Nervous about the trails? These tips will help road runners transition to the trails.
Hydration is important for summer running: the hotter it is, the more fluids you need. Your body needs fluids to regulate temperature, and if you sweat too much, your blood volume thins and your performance declines.
However, water is not the only thing lost. You lose sodium in your sweat as well. As an electrolyte, sodium aids in your body’s absorption of water. It also prompts thirst signals so that you don’t forget to take in fluids.
You do not want to swing to the other side of the spectrum, however. Excessive consumption of fluids (especially plain water without sodium) increases the risk of hyponatremia. Hyponatremia is a dilution of blood sodium levels and requires medical attention. Symptoms include headache, disorientation, lethargy, and nausea. You can minimize your risk of hyponatremia by taking in electrolytes with your fluids.
When racing in the heat, go into the race with a hydration strategy. In most scenarios, it is better to hydrate early and often, but don’t overhydrate out of precaution. Use each aid station as an opportunity to assess your thirst. Grab a cup of sports drink or water from each aid station and drink to thirst. The important thing here is drinking to thirst: that could be a sip, the full cup, or choosing to just dump the water over your head instead. Don’t ignore your thirst, but also don’t mindlessly guzzle fluids.

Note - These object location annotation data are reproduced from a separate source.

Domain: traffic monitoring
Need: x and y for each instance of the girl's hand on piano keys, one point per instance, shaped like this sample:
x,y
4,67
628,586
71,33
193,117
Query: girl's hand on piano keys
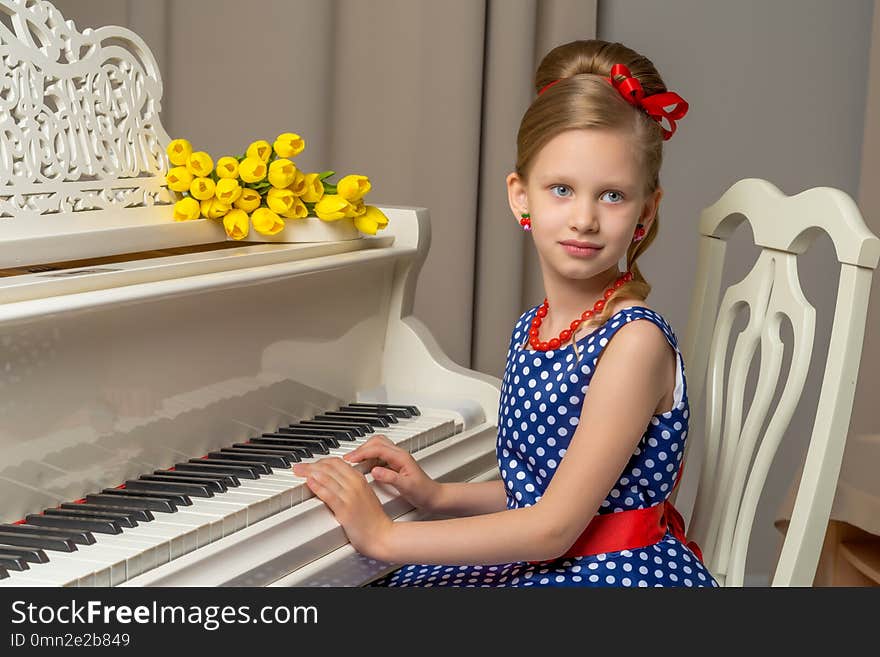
x,y
400,471
354,504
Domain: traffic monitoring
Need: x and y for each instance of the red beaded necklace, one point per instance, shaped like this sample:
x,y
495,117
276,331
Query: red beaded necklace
x,y
554,343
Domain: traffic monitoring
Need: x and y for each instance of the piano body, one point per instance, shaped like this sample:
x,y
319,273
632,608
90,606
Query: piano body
x,y
132,344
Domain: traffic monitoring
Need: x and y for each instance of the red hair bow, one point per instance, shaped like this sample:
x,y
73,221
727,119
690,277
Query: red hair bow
x,y
655,105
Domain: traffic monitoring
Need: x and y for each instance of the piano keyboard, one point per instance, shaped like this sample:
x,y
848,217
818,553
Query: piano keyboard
x,y
113,535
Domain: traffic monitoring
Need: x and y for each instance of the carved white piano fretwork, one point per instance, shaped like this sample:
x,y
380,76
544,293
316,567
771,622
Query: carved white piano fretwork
x,y
131,343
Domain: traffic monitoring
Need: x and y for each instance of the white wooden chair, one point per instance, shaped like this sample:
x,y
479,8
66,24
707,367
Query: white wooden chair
x,y
732,467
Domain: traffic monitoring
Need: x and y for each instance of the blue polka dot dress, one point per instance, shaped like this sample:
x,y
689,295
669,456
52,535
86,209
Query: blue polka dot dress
x,y
542,394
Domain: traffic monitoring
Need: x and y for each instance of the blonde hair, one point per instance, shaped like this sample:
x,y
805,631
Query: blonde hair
x,y
582,99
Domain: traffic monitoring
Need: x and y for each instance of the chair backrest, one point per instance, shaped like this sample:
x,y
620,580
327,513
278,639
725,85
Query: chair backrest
x,y
732,466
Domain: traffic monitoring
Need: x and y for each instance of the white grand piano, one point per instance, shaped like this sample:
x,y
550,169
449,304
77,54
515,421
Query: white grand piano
x,y
157,380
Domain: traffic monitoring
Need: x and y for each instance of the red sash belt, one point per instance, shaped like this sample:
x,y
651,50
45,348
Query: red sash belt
x,y
629,530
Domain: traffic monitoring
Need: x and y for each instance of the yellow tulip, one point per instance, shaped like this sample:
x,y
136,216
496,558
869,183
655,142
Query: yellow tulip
x,y
179,151
200,164
213,208
186,209
227,190
298,186
267,222
356,209
252,169
227,167
179,179
236,224
249,200
353,187
202,188
280,200
282,172
332,207
298,211
288,144
314,188
260,149
371,221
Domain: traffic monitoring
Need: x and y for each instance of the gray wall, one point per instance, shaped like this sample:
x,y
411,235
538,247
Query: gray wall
x,y
776,91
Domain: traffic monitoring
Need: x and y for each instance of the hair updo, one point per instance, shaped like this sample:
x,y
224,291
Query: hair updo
x,y
582,99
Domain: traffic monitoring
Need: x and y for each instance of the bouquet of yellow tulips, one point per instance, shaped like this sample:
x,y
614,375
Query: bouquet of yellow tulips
x,y
263,188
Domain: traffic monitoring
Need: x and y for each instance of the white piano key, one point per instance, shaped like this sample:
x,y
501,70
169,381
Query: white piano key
x,y
115,558
25,578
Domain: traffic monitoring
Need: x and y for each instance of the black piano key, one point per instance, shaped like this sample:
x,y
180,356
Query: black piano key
x,y
256,466
78,536
404,410
31,555
240,471
293,453
137,513
40,541
214,484
272,460
174,498
88,524
183,488
356,428
330,436
121,518
12,561
333,436
230,480
314,445
384,420
137,502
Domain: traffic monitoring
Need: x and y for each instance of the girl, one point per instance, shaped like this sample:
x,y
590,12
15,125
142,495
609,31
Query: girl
x,y
593,413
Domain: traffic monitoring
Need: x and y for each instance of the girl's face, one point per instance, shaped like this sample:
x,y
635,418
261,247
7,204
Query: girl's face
x,y
585,186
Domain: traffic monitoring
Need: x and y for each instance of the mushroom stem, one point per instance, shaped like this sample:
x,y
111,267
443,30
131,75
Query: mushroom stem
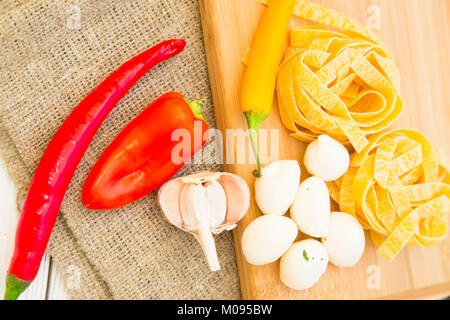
x,y
206,240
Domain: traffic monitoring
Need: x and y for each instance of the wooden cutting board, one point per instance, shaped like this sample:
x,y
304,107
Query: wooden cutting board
x,y
418,34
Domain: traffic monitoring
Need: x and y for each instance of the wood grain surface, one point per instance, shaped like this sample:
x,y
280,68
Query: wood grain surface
x,y
417,33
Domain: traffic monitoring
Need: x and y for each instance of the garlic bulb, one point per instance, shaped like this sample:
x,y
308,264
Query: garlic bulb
x,y
311,208
326,158
205,203
275,190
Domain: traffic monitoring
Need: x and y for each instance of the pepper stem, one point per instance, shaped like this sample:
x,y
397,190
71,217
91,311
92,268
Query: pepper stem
x,y
196,107
14,287
254,121
206,240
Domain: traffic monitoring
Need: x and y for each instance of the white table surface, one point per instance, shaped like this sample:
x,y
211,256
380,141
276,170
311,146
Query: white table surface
x,y
48,284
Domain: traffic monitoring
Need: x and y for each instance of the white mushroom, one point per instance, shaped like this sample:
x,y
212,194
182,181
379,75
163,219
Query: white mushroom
x,y
311,208
203,204
326,158
266,239
276,188
345,241
303,264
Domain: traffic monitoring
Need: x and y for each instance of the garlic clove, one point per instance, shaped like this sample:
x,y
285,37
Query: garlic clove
x,y
205,203
169,201
202,203
326,158
275,190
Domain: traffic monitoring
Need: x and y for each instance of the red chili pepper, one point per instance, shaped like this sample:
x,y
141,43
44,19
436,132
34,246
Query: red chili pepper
x,y
61,158
146,153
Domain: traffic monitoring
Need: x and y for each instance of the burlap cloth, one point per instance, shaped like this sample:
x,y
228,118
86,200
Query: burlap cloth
x,y
51,57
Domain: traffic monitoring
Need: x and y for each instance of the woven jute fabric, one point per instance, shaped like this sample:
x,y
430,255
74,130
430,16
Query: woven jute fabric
x,y
53,53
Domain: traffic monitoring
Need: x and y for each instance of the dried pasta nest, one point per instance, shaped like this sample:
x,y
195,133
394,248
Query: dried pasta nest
x,y
337,83
398,187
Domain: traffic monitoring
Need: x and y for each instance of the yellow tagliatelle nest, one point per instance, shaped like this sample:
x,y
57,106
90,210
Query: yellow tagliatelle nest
x,y
336,84
340,83
398,187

Plain water is certainly better than dehydration. If possible, take in fluids with electrolytes, whether from the course aid stations or you bring your own. In at least my opinion, it’s worth risking GI distress from the course Gatorade if it means avoid dehydration or heat exhaustion.
Stay Cool during the Race
When I coach an athlete through a summer race, I usually suggest mid-race cooling strategies. The simplest one: dump water on your head and back of your neck. Grab an extra cup of plain water at an aid station and dump it on yourself. The water on your skin, especially on your head or pulse points, will help regulate core temperature. If it’s a really hot day, soak your cap or even shirt with water during the race.

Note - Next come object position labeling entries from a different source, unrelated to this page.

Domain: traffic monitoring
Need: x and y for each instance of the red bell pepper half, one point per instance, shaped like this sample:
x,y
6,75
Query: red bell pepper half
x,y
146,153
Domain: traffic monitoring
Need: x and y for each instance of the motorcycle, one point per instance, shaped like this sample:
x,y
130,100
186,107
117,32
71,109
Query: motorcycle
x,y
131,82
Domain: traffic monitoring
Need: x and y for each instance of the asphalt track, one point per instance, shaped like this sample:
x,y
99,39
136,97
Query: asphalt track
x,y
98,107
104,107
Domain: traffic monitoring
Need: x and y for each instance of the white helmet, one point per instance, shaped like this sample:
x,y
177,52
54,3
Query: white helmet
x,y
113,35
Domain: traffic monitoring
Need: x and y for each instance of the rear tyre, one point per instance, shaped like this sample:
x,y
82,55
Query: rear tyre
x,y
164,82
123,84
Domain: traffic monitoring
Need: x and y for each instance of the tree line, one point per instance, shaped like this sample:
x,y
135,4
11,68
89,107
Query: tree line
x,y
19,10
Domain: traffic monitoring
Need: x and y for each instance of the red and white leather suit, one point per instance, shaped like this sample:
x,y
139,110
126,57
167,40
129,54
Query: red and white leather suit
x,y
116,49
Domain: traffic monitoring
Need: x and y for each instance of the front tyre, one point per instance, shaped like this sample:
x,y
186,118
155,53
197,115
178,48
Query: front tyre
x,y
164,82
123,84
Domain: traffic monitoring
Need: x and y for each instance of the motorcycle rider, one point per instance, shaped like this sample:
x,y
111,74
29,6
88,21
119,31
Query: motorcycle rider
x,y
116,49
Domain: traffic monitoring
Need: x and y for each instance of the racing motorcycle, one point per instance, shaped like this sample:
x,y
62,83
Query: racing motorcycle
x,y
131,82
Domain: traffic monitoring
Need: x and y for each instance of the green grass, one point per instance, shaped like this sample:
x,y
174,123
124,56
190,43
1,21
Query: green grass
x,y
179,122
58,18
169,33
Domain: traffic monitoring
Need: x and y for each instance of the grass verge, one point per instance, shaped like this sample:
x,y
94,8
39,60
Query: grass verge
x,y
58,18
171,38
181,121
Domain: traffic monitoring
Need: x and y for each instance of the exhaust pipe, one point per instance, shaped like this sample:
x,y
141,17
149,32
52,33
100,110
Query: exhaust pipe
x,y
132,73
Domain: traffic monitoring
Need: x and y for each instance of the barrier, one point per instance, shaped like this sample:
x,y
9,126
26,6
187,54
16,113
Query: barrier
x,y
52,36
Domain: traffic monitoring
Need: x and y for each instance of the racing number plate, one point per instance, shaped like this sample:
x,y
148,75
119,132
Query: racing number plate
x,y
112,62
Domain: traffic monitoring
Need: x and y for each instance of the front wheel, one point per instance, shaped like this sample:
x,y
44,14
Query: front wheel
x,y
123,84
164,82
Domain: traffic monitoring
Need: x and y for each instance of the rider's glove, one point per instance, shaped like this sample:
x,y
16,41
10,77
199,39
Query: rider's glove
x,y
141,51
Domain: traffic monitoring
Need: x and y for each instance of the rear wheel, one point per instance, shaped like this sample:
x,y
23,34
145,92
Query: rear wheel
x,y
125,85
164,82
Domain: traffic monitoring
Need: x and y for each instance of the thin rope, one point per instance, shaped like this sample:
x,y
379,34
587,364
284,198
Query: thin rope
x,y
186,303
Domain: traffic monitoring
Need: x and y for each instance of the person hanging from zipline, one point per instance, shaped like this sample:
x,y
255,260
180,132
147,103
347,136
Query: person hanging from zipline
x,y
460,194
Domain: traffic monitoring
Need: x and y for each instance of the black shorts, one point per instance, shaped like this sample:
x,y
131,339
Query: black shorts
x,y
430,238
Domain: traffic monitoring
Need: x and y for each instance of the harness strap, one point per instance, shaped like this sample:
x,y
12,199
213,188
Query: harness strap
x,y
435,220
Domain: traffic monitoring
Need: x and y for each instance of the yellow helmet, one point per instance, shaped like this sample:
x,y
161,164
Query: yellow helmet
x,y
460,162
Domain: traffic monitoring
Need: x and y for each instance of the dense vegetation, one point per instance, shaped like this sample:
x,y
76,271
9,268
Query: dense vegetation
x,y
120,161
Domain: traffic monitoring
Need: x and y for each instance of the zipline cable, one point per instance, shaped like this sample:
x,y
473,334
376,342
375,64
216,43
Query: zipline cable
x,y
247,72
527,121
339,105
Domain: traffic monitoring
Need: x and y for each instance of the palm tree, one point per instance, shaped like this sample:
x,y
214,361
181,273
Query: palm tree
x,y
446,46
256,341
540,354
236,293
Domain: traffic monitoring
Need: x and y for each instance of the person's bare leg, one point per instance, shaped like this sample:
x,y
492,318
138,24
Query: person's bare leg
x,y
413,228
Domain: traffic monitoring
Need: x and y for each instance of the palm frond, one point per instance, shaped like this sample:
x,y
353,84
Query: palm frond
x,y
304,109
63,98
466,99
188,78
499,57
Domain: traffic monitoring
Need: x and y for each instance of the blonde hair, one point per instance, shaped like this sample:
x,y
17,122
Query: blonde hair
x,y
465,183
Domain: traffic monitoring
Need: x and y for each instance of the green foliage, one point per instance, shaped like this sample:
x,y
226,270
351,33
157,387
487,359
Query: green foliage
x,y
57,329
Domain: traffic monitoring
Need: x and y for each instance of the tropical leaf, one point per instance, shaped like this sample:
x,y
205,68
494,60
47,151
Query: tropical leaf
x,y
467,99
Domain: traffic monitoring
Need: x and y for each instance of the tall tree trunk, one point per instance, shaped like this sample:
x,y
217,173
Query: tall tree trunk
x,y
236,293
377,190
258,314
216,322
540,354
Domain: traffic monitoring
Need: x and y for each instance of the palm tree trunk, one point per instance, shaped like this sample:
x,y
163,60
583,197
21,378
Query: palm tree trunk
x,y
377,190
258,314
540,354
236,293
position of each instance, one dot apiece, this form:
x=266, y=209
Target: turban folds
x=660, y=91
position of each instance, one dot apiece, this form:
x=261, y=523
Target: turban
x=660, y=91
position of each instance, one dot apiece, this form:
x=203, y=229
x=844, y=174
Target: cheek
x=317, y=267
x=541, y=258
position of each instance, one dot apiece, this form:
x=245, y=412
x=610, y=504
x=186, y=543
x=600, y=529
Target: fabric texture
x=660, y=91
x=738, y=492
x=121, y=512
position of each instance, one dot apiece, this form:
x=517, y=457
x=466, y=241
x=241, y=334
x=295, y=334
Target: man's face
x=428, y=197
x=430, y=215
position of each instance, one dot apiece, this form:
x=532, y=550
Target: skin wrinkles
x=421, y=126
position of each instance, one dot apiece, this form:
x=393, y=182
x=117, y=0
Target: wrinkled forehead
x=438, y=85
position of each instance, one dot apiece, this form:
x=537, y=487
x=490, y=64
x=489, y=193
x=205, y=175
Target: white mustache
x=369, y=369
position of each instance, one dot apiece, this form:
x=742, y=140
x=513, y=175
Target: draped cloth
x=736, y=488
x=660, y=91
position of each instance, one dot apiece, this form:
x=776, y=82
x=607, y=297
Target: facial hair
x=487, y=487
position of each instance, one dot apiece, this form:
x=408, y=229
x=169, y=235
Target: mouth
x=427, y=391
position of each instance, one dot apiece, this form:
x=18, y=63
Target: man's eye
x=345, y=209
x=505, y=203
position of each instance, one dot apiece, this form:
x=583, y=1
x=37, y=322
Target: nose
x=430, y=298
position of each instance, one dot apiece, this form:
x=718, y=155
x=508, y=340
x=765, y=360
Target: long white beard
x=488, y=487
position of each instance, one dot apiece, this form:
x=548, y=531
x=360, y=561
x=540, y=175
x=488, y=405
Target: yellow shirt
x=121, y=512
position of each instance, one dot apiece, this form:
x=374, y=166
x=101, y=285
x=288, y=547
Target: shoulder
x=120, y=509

Scale Back and Focus on Effort
Chances are, you are not going to run a huge PR in 80-degree weather. The heat places higher stress on your body than the ideal racing temperature of 40-55 degrees. Focus on running a smart race first (no finish time is worth heat stroke) and competing your best for the conditions of the day second.
Because the effects of heat accumulate as you run, you want to start slower than normal. If you are focusing on effort, this means restraining yourself slightly to conserve energy for the second half, rather than starting off hard at race effort. If you are monitoring pace, start 15-30 seconds per mile (depending on the temperature and your heat tolerance) slower than you want to run. In the best case, you stay cool and can run strong in the second half. In the worst case, you run a slower time overall – but avoid crashing mid-race from the heat.

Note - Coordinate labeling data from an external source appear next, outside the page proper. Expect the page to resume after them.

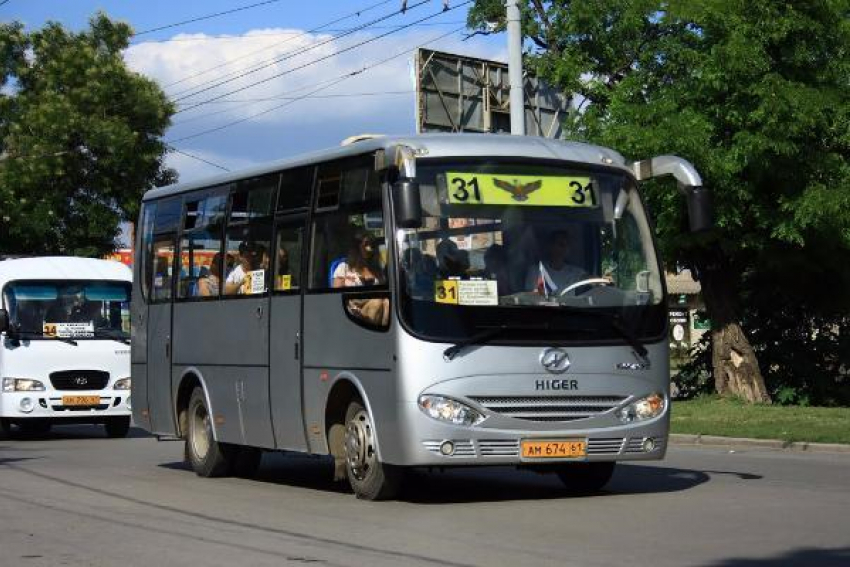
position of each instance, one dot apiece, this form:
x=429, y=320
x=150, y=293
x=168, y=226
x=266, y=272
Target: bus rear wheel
x=370, y=479
x=208, y=457
x=117, y=427
x=583, y=478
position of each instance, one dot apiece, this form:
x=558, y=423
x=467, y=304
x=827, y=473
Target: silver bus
x=424, y=301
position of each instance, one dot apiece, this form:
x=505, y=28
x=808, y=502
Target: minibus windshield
x=529, y=243
x=70, y=310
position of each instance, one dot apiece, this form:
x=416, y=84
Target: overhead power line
x=331, y=84
x=291, y=37
x=230, y=77
x=320, y=59
x=231, y=37
x=187, y=154
x=207, y=17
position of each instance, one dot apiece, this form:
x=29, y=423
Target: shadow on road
x=839, y=557
x=486, y=484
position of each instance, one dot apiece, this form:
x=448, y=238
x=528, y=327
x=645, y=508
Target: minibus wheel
x=586, y=477
x=370, y=479
x=207, y=457
x=117, y=427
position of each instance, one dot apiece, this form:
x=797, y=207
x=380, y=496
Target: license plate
x=80, y=400
x=561, y=449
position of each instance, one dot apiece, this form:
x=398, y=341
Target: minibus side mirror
x=699, y=209
x=408, y=207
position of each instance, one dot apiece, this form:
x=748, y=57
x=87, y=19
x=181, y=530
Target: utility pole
x=515, y=69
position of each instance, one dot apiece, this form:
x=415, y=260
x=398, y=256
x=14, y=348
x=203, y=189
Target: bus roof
x=62, y=268
x=428, y=146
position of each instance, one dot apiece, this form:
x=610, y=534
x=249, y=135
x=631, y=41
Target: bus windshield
x=77, y=310
x=530, y=246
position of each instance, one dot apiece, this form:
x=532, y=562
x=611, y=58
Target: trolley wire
x=289, y=55
x=207, y=17
x=319, y=60
x=292, y=37
x=333, y=83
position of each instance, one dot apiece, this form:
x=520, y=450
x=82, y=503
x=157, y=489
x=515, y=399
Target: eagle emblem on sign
x=519, y=191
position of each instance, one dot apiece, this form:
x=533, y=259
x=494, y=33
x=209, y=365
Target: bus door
x=160, y=404
x=286, y=332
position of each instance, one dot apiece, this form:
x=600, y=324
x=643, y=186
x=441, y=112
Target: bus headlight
x=645, y=408
x=22, y=385
x=449, y=410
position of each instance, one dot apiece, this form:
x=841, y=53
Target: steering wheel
x=589, y=281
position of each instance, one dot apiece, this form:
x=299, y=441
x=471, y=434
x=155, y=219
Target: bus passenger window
x=288, y=261
x=247, y=260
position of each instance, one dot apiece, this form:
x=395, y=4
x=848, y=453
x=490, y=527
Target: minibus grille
x=549, y=408
x=79, y=380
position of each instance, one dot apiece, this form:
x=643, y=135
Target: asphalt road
x=76, y=498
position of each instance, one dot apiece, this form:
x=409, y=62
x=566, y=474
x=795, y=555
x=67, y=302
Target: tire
x=36, y=426
x=208, y=457
x=245, y=461
x=584, y=478
x=117, y=427
x=370, y=479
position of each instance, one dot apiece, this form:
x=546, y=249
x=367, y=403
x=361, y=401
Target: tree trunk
x=736, y=369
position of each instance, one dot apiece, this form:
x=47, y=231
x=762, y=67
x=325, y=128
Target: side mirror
x=699, y=209
x=408, y=207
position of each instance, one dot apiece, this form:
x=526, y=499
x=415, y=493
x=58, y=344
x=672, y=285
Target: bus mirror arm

Keep yourself out of your own head. Set your GPS watch so it shows you only time or distance, not pace. Pay attention more to your body’s signals than what your watch says.
If you can’t get over the number, use the VDOT calculator to compare your race time in the heat to your “normal” race times. This calculator does not account for individual variance in heat tolerance, but it can provide the numbers-obsessed runner with a more concrete idea of how the heat slows you down. For example, a 45-min 10K runner will likely run 46 minutes in 75-degree temperatures and 47 minutes in 85-degree temperatures – almost 20 seconds per mile slower.
Be Aware of Alarming Symptoms
Heat exhaustion, heat stroke, and hyponatremia are all serious concerns with racing in the heat. If you begin to experience nausea, light-headedness, dizziness, unquenchable thirst, muscle-twitching, or other alarming symptoms, stop running and go to a medical tent.
How do you manage racing in the heat?